НИ О ЧЕМ ОБ ЭТОМ Я НЕ ВЕДАЮ. ВСЕ ТОТ ЖЕ пустынный горизонт вот уже два месяца простирается передо мною. Руки, ноги и веки налились свинцовой усталостью. Даже в прохладные часы мне приходится принуждать себя ко всякому движению, потому что в голове моей по любому поводу разгораются ожесточенные препирательства. Абсолютно все на плоту насыщено солью, которая притягивает влагу прямо из воздуха даже в сравнительно спокойную погоду. Соляной раствор глубоко въедается в каждую ранку. Только в полдень у меня бывает сухо, но тогда засохшая корка соли еще хуже раздражает мои болячки. Лишь стоя на коленях, я не испытываю ужасных мучений. Но когда солнце поднимается высоко над головой, я валюсь без сил от нестерпимого зноя. Как легко сейчас было бы просто закрыть глаза и больше не шевелиться, как легко… Прекратить! Работать надо, приказываю я своему дерьмовому экипажу. Работай, или старуха вывесит твою шкуру на съедение птицам. Работай, ить ты ж ишо и жизни не видал, парниша! Воспользовавшись обломком стального лезвия, усиливаю хлипкий столовый нож на своей пике. Всю конструкцию при этом немного сдвигаю назад по стержню, чтобы сделать ее пожестче, но такой расшатанный наконечник выглядит слишком хилым и вряд ли способен выдержать большое напряжение. Дам-ка я ему сначала умеренную нагрузку. Вонзаю острогу в спинорога. Пробить его насквозь мне не удается, но я все же удачно его подцепляю и перебрасываю беднягу к себе на борт.

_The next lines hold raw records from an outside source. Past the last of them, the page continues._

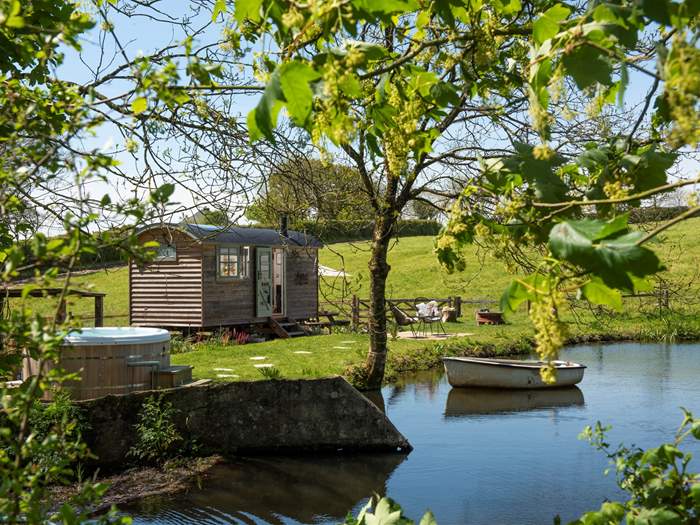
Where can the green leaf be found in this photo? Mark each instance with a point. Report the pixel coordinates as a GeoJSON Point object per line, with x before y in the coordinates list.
{"type": "Point", "coordinates": [654, 516]}
{"type": "Point", "coordinates": [624, 81]}
{"type": "Point", "coordinates": [695, 494]}
{"type": "Point", "coordinates": [601, 248]}
{"type": "Point", "coordinates": [598, 293]}
{"type": "Point", "coordinates": [507, 7]}
{"type": "Point", "coordinates": [586, 66]}
{"type": "Point", "coordinates": [386, 7]}
{"type": "Point", "coordinates": [547, 25]}
{"type": "Point", "coordinates": [139, 105]}
{"type": "Point", "coordinates": [248, 10]}
{"type": "Point", "coordinates": [657, 10]}
{"type": "Point", "coordinates": [350, 85]}
{"type": "Point", "coordinates": [444, 94]}
{"type": "Point", "coordinates": [219, 7]}
{"type": "Point", "coordinates": [294, 81]}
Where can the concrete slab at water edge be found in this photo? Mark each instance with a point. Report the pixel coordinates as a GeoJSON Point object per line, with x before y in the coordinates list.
{"type": "Point", "coordinates": [251, 417]}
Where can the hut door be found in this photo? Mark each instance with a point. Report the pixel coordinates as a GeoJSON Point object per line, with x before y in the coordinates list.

Мы уже близко. Я это чувствую. Теперь я знаю, что испытывал Колумб в те долгие дни, когда они все плыли и плыли куда-то в неизвестность и команда готова была взбунтоваться и лишь он один знал, что за тонкой гранью горизонта лежит Земля. Грудки повисших в небе птиц матово-белые, а не красные, но тем не менее это, должно быть, все те же фрегаты. Их ряды пополнились двумя новичками. Мимо суетливо проносятся две крачки. Какая-то похожая на чайку птица коричневой расцветки стремительно пролетает над самой водой.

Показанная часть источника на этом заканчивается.